Plagued by cost-conscious corporate buyers and smartphone-loving consumers, the personal-computer market has become a dangerous place to do business.

Hewlett-Packard , the world's largest PC manufacturer, announced Wednesday it will lay off 27,000 employees, or 8 per cent of its work force. The layoffs, which are the largest in HP's history, come as the computer-maker tries to find a way to get profits growing again at a time when global sales of information technology (IT) are stagnating and only a handful of PC companies are seeing their fortunes improve.

HP's announcement – which the company made while announcing fiscal second quarter earnings that were down from a year earlier – came at the end of a trading day in which rival PC manufacturer Dell saw its share price take a 17 per cent beating after earnings missed analyst expectations. Like HP, Dell has been struggling to reinvent itself as more than just a computer company as worldwide PC sales slow after decades of healthy growth.
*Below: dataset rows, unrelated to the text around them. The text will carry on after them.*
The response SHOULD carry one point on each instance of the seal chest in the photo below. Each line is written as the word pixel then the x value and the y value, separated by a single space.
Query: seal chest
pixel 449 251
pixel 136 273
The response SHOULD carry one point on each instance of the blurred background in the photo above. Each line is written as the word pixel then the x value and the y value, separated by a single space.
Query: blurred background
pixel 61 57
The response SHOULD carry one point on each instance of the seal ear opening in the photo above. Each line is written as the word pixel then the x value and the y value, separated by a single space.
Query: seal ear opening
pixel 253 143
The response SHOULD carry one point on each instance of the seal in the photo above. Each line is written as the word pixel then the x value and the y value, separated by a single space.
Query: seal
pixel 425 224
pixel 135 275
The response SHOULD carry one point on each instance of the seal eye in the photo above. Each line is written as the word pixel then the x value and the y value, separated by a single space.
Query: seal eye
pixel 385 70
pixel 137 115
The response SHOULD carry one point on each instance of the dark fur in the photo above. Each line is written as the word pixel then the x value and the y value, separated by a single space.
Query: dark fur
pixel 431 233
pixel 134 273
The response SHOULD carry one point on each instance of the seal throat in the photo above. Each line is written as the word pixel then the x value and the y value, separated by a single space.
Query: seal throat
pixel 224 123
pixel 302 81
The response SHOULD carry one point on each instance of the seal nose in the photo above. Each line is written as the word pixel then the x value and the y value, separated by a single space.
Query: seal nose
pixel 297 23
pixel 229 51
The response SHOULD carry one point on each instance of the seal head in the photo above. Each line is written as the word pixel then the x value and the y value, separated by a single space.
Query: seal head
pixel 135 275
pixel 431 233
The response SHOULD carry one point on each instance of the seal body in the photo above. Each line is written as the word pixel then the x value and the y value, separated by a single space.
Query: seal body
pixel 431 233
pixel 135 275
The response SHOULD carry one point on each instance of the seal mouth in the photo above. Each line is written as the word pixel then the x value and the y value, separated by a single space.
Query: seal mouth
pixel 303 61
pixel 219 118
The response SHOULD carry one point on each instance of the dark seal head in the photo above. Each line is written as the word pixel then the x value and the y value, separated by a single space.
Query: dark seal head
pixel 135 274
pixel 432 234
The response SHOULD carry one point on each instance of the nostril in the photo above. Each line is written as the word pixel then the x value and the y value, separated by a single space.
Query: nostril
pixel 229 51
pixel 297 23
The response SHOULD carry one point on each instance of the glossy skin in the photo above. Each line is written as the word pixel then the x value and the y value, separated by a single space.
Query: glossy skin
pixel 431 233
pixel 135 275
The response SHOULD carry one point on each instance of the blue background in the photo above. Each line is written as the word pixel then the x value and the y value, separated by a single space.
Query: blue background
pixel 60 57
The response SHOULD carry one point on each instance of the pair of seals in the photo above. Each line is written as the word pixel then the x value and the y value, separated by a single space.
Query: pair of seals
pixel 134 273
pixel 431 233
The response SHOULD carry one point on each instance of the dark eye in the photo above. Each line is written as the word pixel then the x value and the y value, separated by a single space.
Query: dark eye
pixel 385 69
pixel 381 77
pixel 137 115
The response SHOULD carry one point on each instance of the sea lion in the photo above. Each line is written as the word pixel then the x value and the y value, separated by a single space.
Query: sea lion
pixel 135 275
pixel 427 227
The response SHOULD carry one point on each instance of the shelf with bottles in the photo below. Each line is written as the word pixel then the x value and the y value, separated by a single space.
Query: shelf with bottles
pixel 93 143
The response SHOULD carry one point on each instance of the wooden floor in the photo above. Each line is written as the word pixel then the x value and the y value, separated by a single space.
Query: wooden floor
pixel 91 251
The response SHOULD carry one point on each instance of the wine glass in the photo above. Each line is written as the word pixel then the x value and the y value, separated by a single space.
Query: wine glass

Some observers look at the global IT business as a bellwether for the economy. Certainly the financial crisis in Europe has not helped the technology industry.

In a report issued earlier this month, Scotiabank analyst Carlos Gomes predicted global tech spending growth will settle at about 5 per cent this year, after hitting nearly twice that rate over the past two years. Spending in regions such as Western Europe – the second-largest tech market and a region hit hard by the euro zone crisis – will actually decline this year, he added.

PC makers face challenges that go beyond the general IT slowdown. Increasingly, consumers are spending money on upgrading their tablets and smartphones, rather than their desktops.

"Tech is facing an accelerating shift from older technologies (servers, PCs, routers) to new technologies (mobile devices, sensors, cloud computing)," Mr. Gomes said. "Smartphone shipments overtook PC sales in the final months of 2010 and continue to advance in excess of 50 per cent per annum."

Both HP and Dell have previously tried to cater to the fast-growing smartphone and tablet markets, with little success. Dell will likely make another attempt later this year, building mobile devices to coincide with the launch of the latest version of the Windows operating system from Microsoft.

The Windows launch will mark a make-or-break moment for many PC companies, because operating system reboots tend to spark a cycle of computer purchases. Research firm Gartner predicts global PC shipments will rise a modest 4.4 per cent this year, with stronger growth in 2013, driven largely by the Windows refresh.

But in the meantime, the PC industry appears to be taking on the same shape as other tech sectors, such as Web search and mobile devices, with one or two top-tier players, and everyone else playing catch-up.

Gartner data shows two PC-makers, Lenovo and ASUS, posted the biggest year-over-year PC shipment growth, jumping 28 and 21 per cent respectively. HP saw 3.5 per cent growth, and Dell's shipments declined 1.6 per cent during the same period.

Regardless of where the wider PC market is going, HP appears focused on cost-cutting. The layoffs, which CEO Meg Whitman described as necessary to put HP "on a path to extend our global leadership and deliver the greatest value to customers and shareholders," are expected to save the company upwards of $3.5-billion (U.S.) in the 2014 fiscal year. HP plans to slash jobs primarily in the form of early retirement offers.

Investors seemed to approve of HP's cost-cutting. Despite unexciting quarterly results, the company saw its share price soar more than 11 per cent after hours on Wednesday.